I don’t know. That’s a really good question. I really don’t know what would’ve happened if I had made Ford v Ferrari. Ford v Ferrari and Ferrari both have one singular virtue: They’re very good stories. And the reason that movies that are in any way related to racing have never worked before, meaning that they weren’t successful – think about Grand Prix and Le Mans. There’s a lot of great work in it, but they’re really lacking in a fantastic story and the benefit of what Jez Butterworth did for Ford v. Ferrari is that, at the core of it, it’s a really great story.

But it does sound like this is the story of Ferrari you wanted to make, even though they’re both great stories. Is it better that it wound up that you didn’t make Ford v Ferrari?

Yeah, I think so. It’s a funny question because, I don’t know, I would’ve made a probably different Ford v Ferrari. I was very taken with the story of Ken Miles. That’s the story of Ford v Ferrari and the evocation of his life, which I found really interesting. But just comparing apples and oranges, I mean, they both exist simultaneously at the same time. They’re different and you put yourself into one thing, you put yourself into something else. I want to make something on the Battle of Wai in 1968 during the Vietnamese war. I want to make Heat 2. There’s a science fiction film I want to make…

Oh, what’s the science fiction film you want to make?
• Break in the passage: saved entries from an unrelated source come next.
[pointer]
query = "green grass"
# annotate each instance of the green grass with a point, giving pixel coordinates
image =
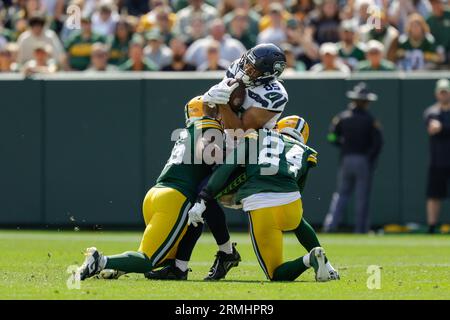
(33, 265)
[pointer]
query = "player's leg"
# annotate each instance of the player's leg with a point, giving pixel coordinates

[Laughs] I can’t talk about it!

Watching this, you work so well with Adam Driver it feels like you’ve worked together, before, but you haven’t. But all your movies kind of feel like that. Other than working with Al Pacino and Jamie Foxx twice, you really don’t work with the same lead actors often.

You cast a movie, you cast a movie for the actor. Who’s the best actor if he’s going to play this part? Will they inhabit a certain character? And that’s the decision you make. And it has to be new every time. You don’t work with people out of… you have friends. I mean, I’m as friendly with Daniel Day-Louis today as I was when we were doing Last of the Mohicans. But each time, the authentic way to do this job is to find the actor who, if he embodies this character, is going to work within that narrative in the most powerful way.

I feel a lot of filmmakers do that. And I think it’s why your movies feel so unique.

What, just working with your friends?

Well, you said you cast who would be best in the role. And I don’t think every director does that.

Sure. Well, the way I do it… it’s very, very difficult, by the way, you’re talking about. I mean, I have a cameraman who’s my close friend. We’ve done four movies together. But he may not be the right cameraman for this next movie. And he has to understand that I have an obligation to the movie to do the best I possibly can. And that may mean not using him. And if that’s a problem, then he is not your friend. So that’s something that happens. That happens frequently.